Overall we shouldn't dismiss the GDP figures as something that will be revised upwards later, as some have argued. And even with a hoped-for pick-up later in the year, overall growth this year may be no more than an anemic 0.5%. That's nowhere near high enough either to get unemployment down or to deliver the tax revenues the government needs to bring the deficit down according to the already-revised plan.
Put this into context: the UK economy contracted by over 7% during the 2008-2009 recession, which lasted for five straight quarters. Since then the recovery has been the slowest in a hundred years and has been worse even than that after the 1930s Great Depression, with GDP falling in four out of six quarters. The UK is still some 4% below output in 2008, real incomes are falling, and the much heralded rebalancing and 'march of the makers' has gone into reverse - for now at least.
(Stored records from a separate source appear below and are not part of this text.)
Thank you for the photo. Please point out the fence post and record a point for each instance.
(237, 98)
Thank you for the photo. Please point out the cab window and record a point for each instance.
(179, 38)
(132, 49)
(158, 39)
On big question is whether the Bank of England will respond by printing more money through its 'quantitative easing' (QE) programme. That was always the government's hope for enabling growth in the economy, with a super tight fiscal policy offset by low interest rates and more QE, thereby enabling both domestic business investment and exports via a competitive pound.
While higher than expected inflation has hamstrung more QE, these GDP figures suggest it may be back on the agenda at some point if the Bank of England prioritises growth and if inflation comes down further.
All of this puts the Chancellor George Osborne in a tricky place. To be fair, he inherited a deeply imbalanced and structurally weakened economy with the biggest budget deficit in the UK peacetime history. Deficit reduction and rebalancing was and is needed.
But since late 2010 the embryonic recovery has been effectively snuffed out by toxic cocktail of hyperbolic claims by the Chancellor of a Greek style crisis, a rush into austerity in the UK and Europe, a very tight squeeze on real incomes and a Eurozone crisis which has crippled several of our major export markets.
Some have blamed the latter for the UK's woes. That not right - in fact the net trade position has actually boosted growth, but not by as much as had been hoped. It's the domestic situation which has dragged the UK back into recession.
This double dipping increases the risk of one or more credit rating agencies removing Britain's AAA status. That's ironic given how much store Osborne has set in maintaining this rating almost at all costs. But even if it did happen, so what? The US saw its costs of borrowing fall when it lost its AAA status, as did France. As David Blanchflower has rightly noted, if the consequences of trying to keep AAA are rising unemployment, falling growth and declining living standards, then perhaps they are worse than the costs of losing it.
I'd previously described the UK economy as 'flatlining' in my blogs here at the Birmingham Post. At best I've been accurate and at worst I've been too generous in my assessments. Two years ago George Osborne rolled the dice rolled the economic dice by setting out to eliminate the structural deficit by the end of this parliament (subsequently extended into the next parliament). So far that gamble has failed to pay off.
The key message here is that austerity isn't working, and that's before the bulk of the spending cuts start to bite. The UK still needs a growth strategy, including a proper industrial policy if 'rebalancing' means more than a soundbite.
Professor David Bailey works at Coventry University Business School.